Así, Él “inspeccionó la escena” en el atrio del Templo, y luego salía a la ciudad. Repasaba las escenas de su ministerio anterior y saludaba a sus amigos; y al atardecer, salía de Jerusalén y “salía a Betania con los Doce”. No se refiere aquí a la aldea de Betania. La Ciudad Santa, “el lugar que el Señor había escogido para que habitara allí su nombre” (Dt. 16:1-8), era el escenario de la celebración pascual. Allí, en el altar del atrio del Templo, debía inmolarse el cordero, y allí también, dentro de los muros de la ciudad, debía hornearse el pan sin levadura; pero como no había suficiente espacio dentro del estrecho recinto para la multitud de adoradores, muchos, por fuerza, [ p. 331 ] se alojaba fuera, y para que la Ley se cumpliera, toda la ladera occidental del Monte de los Olivos, hasta Betfagé, se consideraba dentro de los muros de la ciudad y se llamaba Betania.
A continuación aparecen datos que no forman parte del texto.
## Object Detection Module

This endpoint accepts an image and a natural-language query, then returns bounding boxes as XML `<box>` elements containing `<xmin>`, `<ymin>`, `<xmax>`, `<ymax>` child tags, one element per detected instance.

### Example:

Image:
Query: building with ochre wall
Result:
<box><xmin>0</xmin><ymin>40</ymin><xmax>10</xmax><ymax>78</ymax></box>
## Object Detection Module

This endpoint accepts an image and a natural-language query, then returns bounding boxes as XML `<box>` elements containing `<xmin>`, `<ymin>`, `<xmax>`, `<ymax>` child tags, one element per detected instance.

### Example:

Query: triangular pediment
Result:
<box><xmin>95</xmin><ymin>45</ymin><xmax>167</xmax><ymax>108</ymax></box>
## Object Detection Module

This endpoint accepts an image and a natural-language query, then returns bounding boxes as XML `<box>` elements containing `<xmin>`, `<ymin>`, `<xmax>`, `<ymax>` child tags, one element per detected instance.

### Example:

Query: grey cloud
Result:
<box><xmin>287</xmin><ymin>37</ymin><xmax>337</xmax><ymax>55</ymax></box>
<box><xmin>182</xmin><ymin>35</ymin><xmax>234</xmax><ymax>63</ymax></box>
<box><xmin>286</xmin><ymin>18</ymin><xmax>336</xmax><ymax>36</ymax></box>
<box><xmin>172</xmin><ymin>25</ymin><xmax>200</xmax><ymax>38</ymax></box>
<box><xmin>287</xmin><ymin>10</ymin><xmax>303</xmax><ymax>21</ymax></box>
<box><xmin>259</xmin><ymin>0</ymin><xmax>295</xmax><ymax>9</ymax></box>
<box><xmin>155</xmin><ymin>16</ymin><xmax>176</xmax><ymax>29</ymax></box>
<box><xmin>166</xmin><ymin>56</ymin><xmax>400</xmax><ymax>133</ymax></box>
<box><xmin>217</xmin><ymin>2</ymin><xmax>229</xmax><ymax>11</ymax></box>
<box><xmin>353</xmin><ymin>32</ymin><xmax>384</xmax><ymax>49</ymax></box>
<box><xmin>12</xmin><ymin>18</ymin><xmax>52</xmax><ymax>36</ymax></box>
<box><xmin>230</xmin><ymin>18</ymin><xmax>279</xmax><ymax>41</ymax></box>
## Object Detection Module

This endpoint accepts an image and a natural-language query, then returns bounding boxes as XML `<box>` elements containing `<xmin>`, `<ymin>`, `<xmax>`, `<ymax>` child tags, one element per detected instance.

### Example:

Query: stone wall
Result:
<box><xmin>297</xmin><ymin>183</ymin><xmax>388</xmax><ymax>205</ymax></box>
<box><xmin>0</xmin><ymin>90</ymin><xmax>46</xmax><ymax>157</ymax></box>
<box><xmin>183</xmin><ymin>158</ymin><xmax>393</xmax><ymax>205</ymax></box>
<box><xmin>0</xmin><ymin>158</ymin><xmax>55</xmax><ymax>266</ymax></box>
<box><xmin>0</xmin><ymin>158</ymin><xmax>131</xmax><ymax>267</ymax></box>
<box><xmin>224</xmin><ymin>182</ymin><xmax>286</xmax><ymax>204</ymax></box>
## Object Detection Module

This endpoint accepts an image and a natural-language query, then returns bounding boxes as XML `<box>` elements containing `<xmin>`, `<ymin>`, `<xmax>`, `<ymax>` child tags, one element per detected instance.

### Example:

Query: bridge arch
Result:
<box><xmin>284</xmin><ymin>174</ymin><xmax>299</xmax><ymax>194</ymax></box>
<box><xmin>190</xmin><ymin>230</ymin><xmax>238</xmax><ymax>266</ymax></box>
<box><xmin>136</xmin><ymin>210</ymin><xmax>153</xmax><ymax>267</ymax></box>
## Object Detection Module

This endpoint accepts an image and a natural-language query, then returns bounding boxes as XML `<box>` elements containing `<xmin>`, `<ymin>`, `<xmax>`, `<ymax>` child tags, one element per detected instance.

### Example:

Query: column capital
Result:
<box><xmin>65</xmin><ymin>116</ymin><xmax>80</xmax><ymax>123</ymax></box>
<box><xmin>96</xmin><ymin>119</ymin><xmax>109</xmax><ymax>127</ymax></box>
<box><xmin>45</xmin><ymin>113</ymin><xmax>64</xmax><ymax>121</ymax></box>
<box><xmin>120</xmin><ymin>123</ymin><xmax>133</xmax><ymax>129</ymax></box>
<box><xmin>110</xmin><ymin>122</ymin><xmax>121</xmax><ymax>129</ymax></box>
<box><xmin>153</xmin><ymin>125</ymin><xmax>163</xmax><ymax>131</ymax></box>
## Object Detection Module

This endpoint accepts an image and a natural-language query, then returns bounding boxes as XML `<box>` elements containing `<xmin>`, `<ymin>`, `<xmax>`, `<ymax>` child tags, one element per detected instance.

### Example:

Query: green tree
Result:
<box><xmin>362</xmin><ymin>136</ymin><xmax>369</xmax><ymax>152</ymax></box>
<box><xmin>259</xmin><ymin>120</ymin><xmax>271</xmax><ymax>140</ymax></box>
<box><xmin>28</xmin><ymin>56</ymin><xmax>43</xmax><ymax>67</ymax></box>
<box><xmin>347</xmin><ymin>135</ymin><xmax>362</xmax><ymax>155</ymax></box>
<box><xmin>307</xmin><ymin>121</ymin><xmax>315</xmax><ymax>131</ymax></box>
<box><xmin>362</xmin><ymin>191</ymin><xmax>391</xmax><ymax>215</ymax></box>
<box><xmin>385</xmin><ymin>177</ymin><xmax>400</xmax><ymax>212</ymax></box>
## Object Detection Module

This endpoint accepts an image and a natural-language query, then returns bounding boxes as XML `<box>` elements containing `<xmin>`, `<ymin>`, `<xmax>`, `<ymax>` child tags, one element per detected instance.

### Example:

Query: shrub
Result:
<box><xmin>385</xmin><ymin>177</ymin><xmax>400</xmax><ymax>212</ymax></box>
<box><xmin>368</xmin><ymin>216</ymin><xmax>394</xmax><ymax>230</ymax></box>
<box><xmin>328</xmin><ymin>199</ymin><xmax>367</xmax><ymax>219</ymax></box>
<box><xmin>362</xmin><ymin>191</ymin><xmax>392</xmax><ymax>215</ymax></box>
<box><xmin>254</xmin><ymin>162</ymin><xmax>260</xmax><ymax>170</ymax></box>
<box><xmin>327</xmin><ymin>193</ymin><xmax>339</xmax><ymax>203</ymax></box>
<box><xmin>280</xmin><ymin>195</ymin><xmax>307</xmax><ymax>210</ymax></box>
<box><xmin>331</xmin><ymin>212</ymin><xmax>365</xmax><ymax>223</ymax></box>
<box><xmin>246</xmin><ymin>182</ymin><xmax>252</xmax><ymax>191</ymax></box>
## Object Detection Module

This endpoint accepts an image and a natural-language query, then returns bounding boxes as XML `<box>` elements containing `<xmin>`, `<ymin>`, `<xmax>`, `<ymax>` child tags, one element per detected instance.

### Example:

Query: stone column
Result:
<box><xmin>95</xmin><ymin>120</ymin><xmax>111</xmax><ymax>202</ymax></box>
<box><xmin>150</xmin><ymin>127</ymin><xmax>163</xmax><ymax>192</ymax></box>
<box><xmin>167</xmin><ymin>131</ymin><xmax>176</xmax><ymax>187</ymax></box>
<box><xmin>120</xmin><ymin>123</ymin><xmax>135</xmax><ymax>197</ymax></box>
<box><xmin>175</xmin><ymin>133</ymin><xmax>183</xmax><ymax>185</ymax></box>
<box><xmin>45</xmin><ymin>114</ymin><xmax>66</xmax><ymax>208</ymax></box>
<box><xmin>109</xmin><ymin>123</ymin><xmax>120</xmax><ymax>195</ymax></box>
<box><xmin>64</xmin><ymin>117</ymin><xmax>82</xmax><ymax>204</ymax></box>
Habría sido natural que el Señor se alojara con sus amigos en la aldea vecina de Betania, pero si Lázaro y Marta hubieran sido expulsados de allí por la amenaza de la ira de los gobernantes, su hogar hospitalario ya no estaría abierto para él; y los evangelistas nos han contado cuál era su práctica durante la Semana Santa. «Cada día», dice San Lucas, «enseñaba en el Templo, y cada noche salía a acampar en el Monte de los Olivos» (21:37; 21:17). Y San Mateo quiere decir precisamente lo mismo cuando dice: «Salió de la ciudad a Betania y acampó allí». (Mt. xxvi. 36; Mc. xiv. 32; Lc. xxii. 39; Jn. xviii. 2) Su retiro era un huerto de olivos llamado Getsemaní o el Lagar; y en ese clima cálido no era ninguna dificultad ni una experiencia poco común para Él y sus discípulos pasar la noche envueltos en sus mantos bajo los frondosos árboles.